I would guess that we’re all in pretty much the same boat with that question right now. I don’t have any answers except to say that this is a serious crisis and it’s hard to see a way out. It’s overwhelming mostly because the entire Republican Party has signed on and they hold all the institutional power. (We’re about to find out if they at completely willing to castrate the judiciary as thoroughly as they castrated themselves.)
Josh Marshall addresses a couple of the big questions in his piece today. The first that’s commonly asked is whether or not this strategy of holding up the budget and/or the debt ceiling really makes any sense in light of the fact that the Republicans and the White House are all liars and we can almost bet on them reneging on any deal that’s made and not even attempt to make it look legitimate. Might makes right, right?
Marshall says the key is for Democrats to remember that it’s Trump who needs a deal not them. He offers a few ideas, such as very short term CRs to keep the issue on the front burner but makes it clear that they simply must not take ownership of this problem (a problem Trump does understand is his because, as you’ll recall, he begged the Congress to raise the debt ceiling before the inauguration.)
The second question he gets all the time is why “The Resistance” doesn’t seem to have materialized. He points out quite rightly that what really tripped Trump up in his first term was the quiet resistance groups that grew up all over the country even as the big demonstrations took most of the attention. And those groups are actually quite active right now. He notes:
[W]hile it hasn’t yet percolated up to DC journalists, something very dramatic started happening among rank and file Democrats roughly two weeks ago. It only started registering with elected Democrats in DC mid-last-week.
There is no doubt about it. People are alarmed and they are getting organized.
He also explains, quite astutely I think, that the dynamic was very different in 2017 because everyone, including Trump and the Republicans, thought his election was a fluke. Nobody expected him to win, they weren’t prepared and people thought that he could possibly be forced to resign or the law would take him out. Now, after two impeachment acquittals, an insurrection, a successful Big Lie, numerous failed prosecutions and a restoration it’s pretty clear that it’s not that easy. He writes:
The 2024 election was very, very different. It’s wrong to say that people voted for every last thing that is happening now or whatever he happened to say at one point or another on the campaign trail. That’s not how voting works. At least a quarter of the electorate votes with only the vaguest sense of what each candidate is proposing. But it is certainly true that almost everyone had a general sense of what kind of person Trump was and what kind of president he’d be. He’d already been President, after all. What’s more the entire campaign had been run with the clear understanding that Trump winning was a very real possibility. So people couldn’t vote for him thinking it was a throwaway vote with no consequence. He didn’t just slip through. It was a very close election. But he won a plurality if not a majority of the vote and he reclaimed the industrial midwest.

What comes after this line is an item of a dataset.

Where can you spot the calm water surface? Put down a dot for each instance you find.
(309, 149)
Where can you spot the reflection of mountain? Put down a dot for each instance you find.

This led not only to a profound demoralization that Democrats are only now emerging from. It also made his presidency seem far less fragile than it had seemed when it was perceived (and to some degree was) an accident eight years ago. The logic of mass demonstrations and other kinds of performative resistance just doesn’t play the same way. People are also in the midst, very much the targets of a far-ranging shock and awe campaign from which they are only now after a couple weeks recovering their wits. So some of the difference people are noting isn’t just demoralization or giving up. It’s a rational response to a different set of circumstances. A few big hits won’t end this. This is for the long haul.
It’s depressing but it’s also just realistic. Trump is no longer the accidental president he was in the first term. He’s the undisputed head of the Republican party and all the near misses have given him the reputation of a Strongman who cannot be stopped. It’s going to take some different strategies and a commitment to sticking with the fight to thwart his worst impulses and end this assault on our values and principles. The opposition just has to put its head down, take one step at a time in as many different directions as possible and just not give up. What choice do we have?